Chargée d’angélique, une
barque se fraie un passage parmi les sarcelles et les colverts. Une jeune femme
dont le tee-shirt porte l’empreinte des iris de Van Gogh rame en chantant.
J’ai emporté un peu de
lumière dans un sac de toile et l’ai déversée sur la table du séjour : de
l’or en lingots est apparu puis s’est résorbé en taches qui ont nimbé les vieux
meubles d’un orient vivace.
Les fées de mon enfance,
métamorphosées en héroïnes du grand Meaulnes se sont relayées au piano pour y
jouer des impromptus de Chopin.
Leurs robes de mousseline
effleurent le carrelage rustique, leur donnant ainsi l’aérienne fragilité des
libellules. Araignées des marais, elles tissent d’invisibles toiles argentées
qui tranchent sur le vert franc des feuilles ondulant au gré du vent.

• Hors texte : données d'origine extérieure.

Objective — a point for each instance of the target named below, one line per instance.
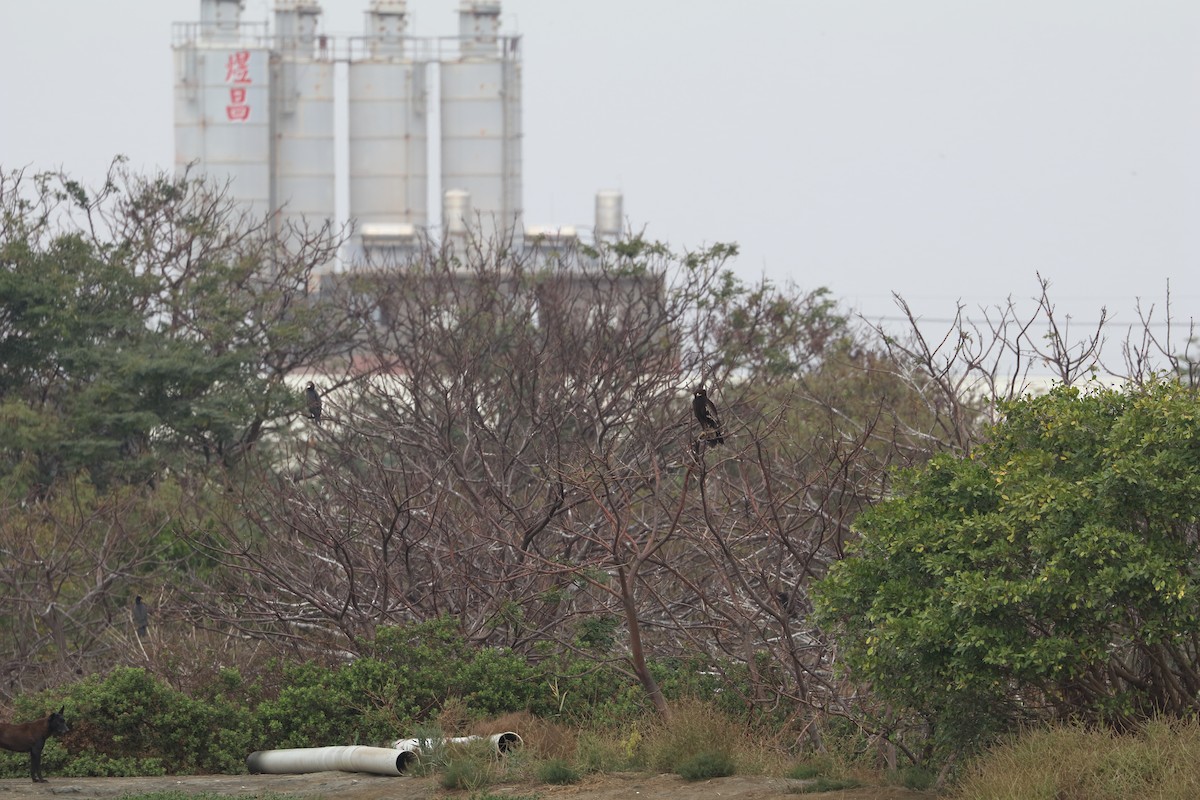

Ces
longues nappes serpentent, troublées de temps à autre par la traversée d’une
flottille de cygnes ou de poules d’eau.
Vêtue de noir, la sylphide
des marais vogue sur l’eau en laissant ses cheveux capter l’harmonie du vent.
Sa romance conte l’aventure
d’un batelier ensorcelé par la vénus verte qui se cache derrière les roseaux
pour éblouir les hommes à l’âme sensible et les conduire vers quelque trou d’eau
où ils se noient en croyant étreindre l’émeraude vive de son corps.
Les vouivres se faufilent
sur les pierres plates à la recherche d’un éclat de soleil.
L’arabesque du martin
pêcheur ocelle de turquoise le ruban vert de la rivière en lui offrant la
parure de l’oiseau-lyre.
Empanachés, les ragondins se
cachent dans leur tanière, soucieux de mettre à l’abri leur chair délicate et
leur fourrure.
Un bœuf patauge dans le
marais et beugle tristement, de l’eau à mi-corps.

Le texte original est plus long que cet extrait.